Actress Yukino Kishii portrays Fuyuko through reserved mannerisms and fragile oration. Exploring her character’s interiority within the confines of her laborious, repetitive occupation, Kishii finds rewarding subtlety in the mundanity of her daily tasks. Kishii’s vocal cadence conveys her character’s nervousness and traumatic past, empathetically bringing Kawakami’s relatable text to life in the process. Without the need for overwritten dialogue, Sode unveils her protagonist’s perspective through the quietude of Fuyuko’s observations. In her protagonist’s silence, the film utilizes diegetic soundspaces to draw attention to her isolation.
As Fuyuko slowly broadens her cultural horizons, reclaiming her agency through her intoxicated extroversion, “All The Lovers In The Night” begins to diverge into predictable narrative territory. When her day-drinking escapade backfires, she meets the kind-hearted Mitsutsuka, a psychic teacher who spontaneously crosses paths with the disoriented Fuyuko. By pure chance, they find themselves casually talking over drinks, reuniting weekly at a local eatery. Within these intimate conversations, Sode’s adaptation begins to sour. Bludgeoning its viewer with tiresome physics jargon that regresses into an obvious metaphor on the characters’ mutual desires, the tacky dialogue breaks the immersion of its grounded storytelling.
If anything, Sode’s meager attempts at building romantic tension through her on-the-nose text transitions into wannabe Naomi Kawase territory.

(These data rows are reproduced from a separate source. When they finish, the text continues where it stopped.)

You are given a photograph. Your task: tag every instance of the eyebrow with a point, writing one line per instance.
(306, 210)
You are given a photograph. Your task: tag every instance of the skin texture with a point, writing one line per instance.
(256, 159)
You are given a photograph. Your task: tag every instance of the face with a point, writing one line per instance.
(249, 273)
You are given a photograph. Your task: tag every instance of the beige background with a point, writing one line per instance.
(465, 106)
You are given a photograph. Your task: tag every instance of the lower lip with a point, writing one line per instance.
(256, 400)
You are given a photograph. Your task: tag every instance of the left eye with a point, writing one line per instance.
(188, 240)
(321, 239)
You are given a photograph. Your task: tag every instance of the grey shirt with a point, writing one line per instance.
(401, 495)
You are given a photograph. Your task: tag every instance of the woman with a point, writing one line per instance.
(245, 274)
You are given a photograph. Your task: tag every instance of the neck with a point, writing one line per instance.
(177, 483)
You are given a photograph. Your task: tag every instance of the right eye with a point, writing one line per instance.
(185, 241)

While Sode attempts to formally express the implementation of scientific hullabaloo through the incorporation of 16mm cinematography, the film’s anchoring metaphor is too vague and broad to make an emotional impact. By circuitously repeating its scientific analogies on light refraction and interconnectedness, the film’s cinematic treatment bores its audience through amateurish screen treatment. In the process, the intentionality of shooting on celluloid becomes lost in its own confounding obviousness. At least on an aesthetic level, “All The Lovers In The Night” visually resonates through its warm color palette and vivid representation of Tokyo city life.

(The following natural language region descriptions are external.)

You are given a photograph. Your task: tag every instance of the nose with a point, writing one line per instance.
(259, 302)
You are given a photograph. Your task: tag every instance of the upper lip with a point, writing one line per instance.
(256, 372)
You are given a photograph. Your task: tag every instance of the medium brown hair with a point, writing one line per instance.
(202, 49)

While the film admirably attempts to adapt Kawakami’s seminal novel, Sode’s treatment of the original text’s literary devices fails to capture the protagonist’s growing desires on her unlikely journey. While Yukino Kishii delivers an impactful lead performance, the film swiftly backtracks with a predictable formula that loses its thematic impact. Despite its admirably feminist intentions, “All The Lovers in the Night” diminishes its gravitas the moment its romantic plot begins to spark. Sode’s follow-up to “Aristocrats” safely adapts Kawakami’s beloved novel within her comfort zone. In the process, the film fails to break new ground for the established filmmaker, reiterating the same thematic and formal observations found in her previous work.